Yuanchu Xie <[email protected]> writes:

> Hierarchically aggregate all memcgs' MGLRU generations and their
> page counts into working set page age histograms.
> The histograms break down the system's working set per-node,
> per-anon/file.
>
> The sysfs interfaces are as follows:
> /sys/devices/system/node/nodeX/page_age
> A per-node page age histogram, showing an aggregate of the
> node's lruvecs. The information is extracted from MGLRU's
> per-generation page counters. Reading this file causes a
> hierarchical aging of all lruvecs, scanning pages and creates a
> new generation in each lruvec.
> For example:
> 1000 anon=0 file=0
> 2000 anon=0 file=0
> 100000 anon=5533696 file=5566464
> 18446744073709551615 anon=0 file=0
>
> /sys/devices/system/node/nodeX/page_age_interval
> A comma separated list of time in milliseconds that configures
> what the page age histogram uses for aggregation.
>
> Signed-off-by: Yuanchu Xie <[email protected]>
> ---
> drivers/base/node.c | 3 +
> include/linux/mmzone.h | 4 +
> include/linux/workingset_report.h | 69 +++++
> mm/Kconfig | 9 +
> mm/Makefile | 1 +
> mm/internal.h | 9 +
> mm/memcontrol.c | 2 +
> mm/mmzone.c | 2 +
> mm/vmscan.c | 34 ++-
> mm/workingset_report.c | 413 ++++++++++++++++++++++++++++++
> 10 files changed, 545 insertions(+), 1 deletion(-)
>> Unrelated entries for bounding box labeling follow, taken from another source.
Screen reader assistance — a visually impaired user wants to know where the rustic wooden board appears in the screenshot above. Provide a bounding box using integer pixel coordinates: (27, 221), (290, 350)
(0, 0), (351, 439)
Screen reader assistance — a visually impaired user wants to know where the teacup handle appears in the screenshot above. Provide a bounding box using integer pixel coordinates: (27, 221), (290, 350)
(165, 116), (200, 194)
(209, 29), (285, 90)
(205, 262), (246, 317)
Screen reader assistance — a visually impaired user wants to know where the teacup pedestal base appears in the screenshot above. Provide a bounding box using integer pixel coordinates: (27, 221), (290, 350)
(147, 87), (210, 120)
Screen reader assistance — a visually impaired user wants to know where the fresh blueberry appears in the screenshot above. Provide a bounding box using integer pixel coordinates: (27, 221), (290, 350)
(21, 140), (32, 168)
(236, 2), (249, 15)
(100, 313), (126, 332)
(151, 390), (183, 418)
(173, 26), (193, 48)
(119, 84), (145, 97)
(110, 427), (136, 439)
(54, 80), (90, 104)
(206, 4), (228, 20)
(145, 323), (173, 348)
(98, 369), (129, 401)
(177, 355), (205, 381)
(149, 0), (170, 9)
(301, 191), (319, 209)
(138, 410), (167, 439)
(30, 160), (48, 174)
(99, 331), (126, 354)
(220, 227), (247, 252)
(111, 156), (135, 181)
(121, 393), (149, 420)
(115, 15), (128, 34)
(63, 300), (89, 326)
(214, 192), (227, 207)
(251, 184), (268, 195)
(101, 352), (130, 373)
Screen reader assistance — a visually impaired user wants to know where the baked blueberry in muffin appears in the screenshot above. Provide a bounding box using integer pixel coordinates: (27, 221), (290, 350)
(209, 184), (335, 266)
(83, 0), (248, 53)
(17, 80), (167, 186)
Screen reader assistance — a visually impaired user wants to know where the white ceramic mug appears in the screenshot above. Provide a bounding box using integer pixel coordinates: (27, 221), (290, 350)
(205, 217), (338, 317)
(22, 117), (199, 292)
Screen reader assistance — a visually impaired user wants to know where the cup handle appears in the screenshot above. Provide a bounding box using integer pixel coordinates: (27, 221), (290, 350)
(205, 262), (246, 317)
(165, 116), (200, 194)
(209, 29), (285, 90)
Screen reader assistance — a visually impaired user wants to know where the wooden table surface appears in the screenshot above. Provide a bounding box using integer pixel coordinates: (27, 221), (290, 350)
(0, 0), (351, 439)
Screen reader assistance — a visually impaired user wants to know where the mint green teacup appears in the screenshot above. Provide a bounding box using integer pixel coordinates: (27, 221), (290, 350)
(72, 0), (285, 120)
> create mode 100644 include/linux/workingset_report.h
> create mode 100644 mm/workingset_report.c
>
> diff --git a/drivers/base/node.c b/drivers/base/node.c
> index 1c05640461dd..4f589b8253f4 100644
> --- a/drivers/base/node.c
> +++ b/drivers/base/node.c
> @@ -20,6 +20,7 @@
> #include <linux/pm_runtime.h>
> #include <linux/swap.h>
> #include <linux/slab.h>
> +#include <linux/workingset_report.h>
>
> static const struct bus_type node_subsys = {
> .name = "node",
> @@ -625,6 +626,7 @@ static int register_node(struct node *node, int num)
> } else {
> hugetlb_register_node(node);
> compaction_register_node(node);
> + wsr_register_node(node);
> }
>
> return error;
> @@ -641,6 +643,7 @@ void unregister_node(struct node *node)
> {
> hugetlb_unregister_node(node);
> compaction_unregister_node(node);
> + wsr_unregister_node(node);
> node_remove_accesses(node);
> node_remove_caches(node);
> device_unregister(&node->dev);
> diff --git a/include/linux/mmzone.h b/include/linux/mmzone.h
> index a497f189d988..8839931646ee 100644
> --- a/include/linux/mmzone.h
> +++ b/include/linux/mmzone.h
> @@ -24,6 +24,7 @@
> #include <linux/local_lock.h>
> #include <linux/zswap.h>
> #include <asm/page.h>
> +#include <linux/workingset_report.h>
>
> /* Free memory management - zoned buddy allocator. */
> #ifndef CONFIG_ARCH_FORCE_MAX_ORDER
> @@ -625,6 +626,9 @@ struct lruvec {
> struct lru_gen_mm_state mm_state;
> #endif
> #endif /* CONFIG_LRU_GEN */
> +#ifdef CONFIG_WORKINGSET_REPORT
> + struct wsr_state wsr;
> +#endif /* CONFIG_WORKINGSET_REPORT */
> #ifdef CONFIG_MEMCG
> struct pglist_data *pgdat;
> #endif
> diff --git a/include/linux/workingset_report.h b/include/linux/workingset_report.h
> new file mode 100644
> index 000000000000..0de640cb1ef0
> --- /dev/null
> +++ b/include/linux/workingset_report.h
> @@ -0,0 +1,69 @@
> +/* SPDX-License-Identifier: GPL-2.0 */
> +#ifndef _LINUX_WORKINGSET_REPORT_H
> +#define _LINUX_WORKINGSET_REPORT_H
> +
> +#include <linux/types.h>
> +#include <linux/mutex.h>
> +
> +struct mem_cgroup;
> +struct pglist_data;
> +struct node;
> +struct lruvec;
> +
> +#ifdef CONFIG_WORKINGSET_REPORT
> +
> +#define WORKINGSET_REPORT_MIN_NR_BINS 2
> +#define WORKINGSET_REPORT_MAX_NR_BINS 32
> +
> +#define WORKINGSET_INTERVAL_MAX ((unsigned long)-1)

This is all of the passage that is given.